The food scene is smaller and less polished than Fes or Marrakech, and that is actually the appeal. You are not navigating a thousand competing tourist traps; the medina is compact, the central square is genuinely pleasant to sit in, and the spread between a good meal and an average one is narrow enough that even wandering in off the street usually works out. That said, the tourist square fills up fast — knowing which spots to target and when saves you from a mediocre overpriced tagine eaten shoulder-to-shoulder with a tour group.
Below are six restaurants worth seeking out, what you should order at each, and a breakdown of the local dishes that make Chefchaouen worth eating through properly.

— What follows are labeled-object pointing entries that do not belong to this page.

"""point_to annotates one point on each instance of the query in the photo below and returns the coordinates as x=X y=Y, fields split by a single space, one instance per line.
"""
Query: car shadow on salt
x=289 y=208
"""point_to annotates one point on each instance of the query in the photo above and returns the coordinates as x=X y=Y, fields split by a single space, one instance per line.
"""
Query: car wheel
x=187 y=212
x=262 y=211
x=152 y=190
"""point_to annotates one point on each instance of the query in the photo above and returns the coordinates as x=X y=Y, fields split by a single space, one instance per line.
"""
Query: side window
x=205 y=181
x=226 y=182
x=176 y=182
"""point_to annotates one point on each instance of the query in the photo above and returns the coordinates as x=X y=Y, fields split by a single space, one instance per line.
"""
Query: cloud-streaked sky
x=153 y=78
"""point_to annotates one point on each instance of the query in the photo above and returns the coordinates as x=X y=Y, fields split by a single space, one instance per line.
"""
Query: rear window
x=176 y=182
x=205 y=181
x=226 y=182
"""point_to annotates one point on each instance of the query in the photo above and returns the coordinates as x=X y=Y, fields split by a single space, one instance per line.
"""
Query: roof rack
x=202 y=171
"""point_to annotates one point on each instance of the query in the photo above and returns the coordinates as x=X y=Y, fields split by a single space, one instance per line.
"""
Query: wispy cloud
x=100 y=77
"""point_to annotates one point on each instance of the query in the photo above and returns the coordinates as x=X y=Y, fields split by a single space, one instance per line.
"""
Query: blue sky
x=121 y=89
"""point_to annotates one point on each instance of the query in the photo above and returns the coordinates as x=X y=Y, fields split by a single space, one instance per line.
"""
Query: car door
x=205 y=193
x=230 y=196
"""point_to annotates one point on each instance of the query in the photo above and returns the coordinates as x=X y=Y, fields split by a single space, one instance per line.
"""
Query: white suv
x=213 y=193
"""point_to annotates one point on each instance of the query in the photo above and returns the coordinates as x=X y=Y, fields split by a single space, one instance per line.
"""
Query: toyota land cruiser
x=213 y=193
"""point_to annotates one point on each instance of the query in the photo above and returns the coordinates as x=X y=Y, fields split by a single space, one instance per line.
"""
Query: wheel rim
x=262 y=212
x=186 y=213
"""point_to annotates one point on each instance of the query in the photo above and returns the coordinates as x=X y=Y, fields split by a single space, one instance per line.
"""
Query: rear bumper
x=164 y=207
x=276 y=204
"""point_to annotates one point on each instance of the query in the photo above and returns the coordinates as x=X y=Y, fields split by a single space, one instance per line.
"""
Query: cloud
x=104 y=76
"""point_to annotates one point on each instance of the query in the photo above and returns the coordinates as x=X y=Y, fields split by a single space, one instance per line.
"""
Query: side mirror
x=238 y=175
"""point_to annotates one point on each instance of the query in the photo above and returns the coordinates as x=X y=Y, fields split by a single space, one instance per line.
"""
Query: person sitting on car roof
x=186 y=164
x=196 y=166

What to Eat: Chefchaouen’s Local Dishes
The Rif Mountains give Chefchaouen a distinctly different food identity from southern Morocco — heartier, cooler-climate cooking with goat, mountain herbs and Andalusian bread traditions.
Riffian tagine
Mountain lamb or goat slow-cooked with dried fruits and local herbs — richer than the Marrakech version.
Msemen
Flaky square flatbread, best with local argan oil, honey or goat cheese from the Rif hills.
Goat cheese
Produced in the surrounding Rif mountains; sold in the medina and often served on salad plates.
Harira
Thick tomato and lentil soup — the city's answer to fast food, available at almost every café from midday.
Amlou dip
Almond, argan oil and honey paste — spread on bread, ordered everywhere as a starter.
Bastilla
The flaky pigeon or chicken pastry dusted with cinnamon sugar; several medina restaurants do it well.
The Best Restaurants in Chefchaouen Medina
Six spots spanning rooftop terraces, local lunch counters and proper evening dining — with honest notes on price, position and what to order.
Restaurant Tissimane
Traditional Riffian
The terrace overlooking the central square is Chefchaouen's most reliably charming lunch spot. The lamb tagine with prunes arrives in a proper clay pot, the harira is thick and spiced with saffron, and prices are fair for the position. Go before 13:00 or after 14:30 to beat the tour-group rush.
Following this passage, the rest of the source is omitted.